TuringLang / Turing.jl

Bayesian inference with probabilistic programming.
https://turinglang.org
MIT License
2k stars 215 forks source link

Progress reporting in parallel sampling #2264

Open SamuelBrand1 opened 2 weeks ago

SamuelBrand1 commented 2 weeks ago

Hi everyone,

One thing I've noticed is that progress reporting when doing chains in parallel (for example using MCMCThreads()) is not informative, the progress meter only updates when a chain is finished rather than reporting within chain progress (as per serial sampling).

Is there any movement towards chain-by-chain progress reporting as per stan?

torfjelde commented 2 weeks ago

This is an issue that has come up fairly often but AFAIK no perfect solution exists.

Ref: https://github.com/TuringLang/AbstractMCMC.jl/issues/82 https://github.com/TuringLang/AbstractMCMC.jl/issues/105

There's a discourse thread where someone seems to have come up with a "solution" (https://discourse.julialang.org/t/displaying-parallel-progress-bars/4148/8), but that's ages ago and not sure if that solution still works.

Note that you can provide an arbitrary callback to sample which is executed after every step where you could so custom progress-keeping, but atm there's no good built-in solution unfortunately :confused:

SamuelBrand1 commented 2 weeks ago

Thanks for flagging this up @torfjelde ! I guess this will keep circling around :-(.

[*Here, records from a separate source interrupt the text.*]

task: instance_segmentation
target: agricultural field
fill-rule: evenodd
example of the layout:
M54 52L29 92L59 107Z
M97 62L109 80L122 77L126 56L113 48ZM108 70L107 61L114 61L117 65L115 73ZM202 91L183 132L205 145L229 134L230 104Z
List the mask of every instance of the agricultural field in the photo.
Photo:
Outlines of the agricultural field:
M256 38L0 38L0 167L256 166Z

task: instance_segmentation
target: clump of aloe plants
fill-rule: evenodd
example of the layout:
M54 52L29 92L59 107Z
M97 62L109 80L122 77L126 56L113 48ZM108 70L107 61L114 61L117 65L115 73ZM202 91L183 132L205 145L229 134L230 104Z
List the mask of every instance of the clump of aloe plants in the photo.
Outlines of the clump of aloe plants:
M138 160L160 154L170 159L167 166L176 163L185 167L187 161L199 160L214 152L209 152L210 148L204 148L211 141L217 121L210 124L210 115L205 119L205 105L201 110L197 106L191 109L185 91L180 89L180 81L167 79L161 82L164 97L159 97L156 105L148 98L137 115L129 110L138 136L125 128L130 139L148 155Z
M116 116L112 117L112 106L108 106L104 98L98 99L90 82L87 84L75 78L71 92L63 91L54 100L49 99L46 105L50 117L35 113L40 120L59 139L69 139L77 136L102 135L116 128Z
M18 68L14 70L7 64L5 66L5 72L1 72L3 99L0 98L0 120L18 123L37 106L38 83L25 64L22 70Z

torfjelde commented 2 weeks ago

Might be possible to do something with this: https://github.com/timholy/ProgressMeter.jl/pull/157

In fact, if I use that branch + some minor changes to AbstractMCMC.jl, the following

using ProgressMeter
using Turing

struct ProgressCallback{P}
    p::P
    index::Int
end

function (callback::ProgressCallback)(rng, model, sampler, sample, state, iteration; kwargs...)
    # Can do more stuff here if you want.
    next!(callback.p[callback.index])
end

@model demo() = x ~ Normal()
model = demo()

num_samples = 100_000
num_chains = 10
p = MultipleProgress(
    [Progress(num_samples; desc="Chain $i ") for i in 1:num_chains],
    Progress(num_samples * num_chains; desc="Total ")
)
callbacks = map(1:num_chains) do i
    ProgressCallback(p, i)
end
chain = sample(
    model,
    HMC(0.1, 32),
    MCMCThreads(),
    num_samples,
    num_chains,
    callback=callbacks,
    progress=false,
    thinning=10
)

results in

image

It's small so not sure if you can see it, but it creates one bar for each thread + a global progress bar.

(note that this relies on minor changes to abstractmcmc + that experimental branch of progressmeter, which only supports the REPL, not, say, IJulia)

Miiight be worth adopting this in TuringCallbacks.jl as a bridge until there's good solution.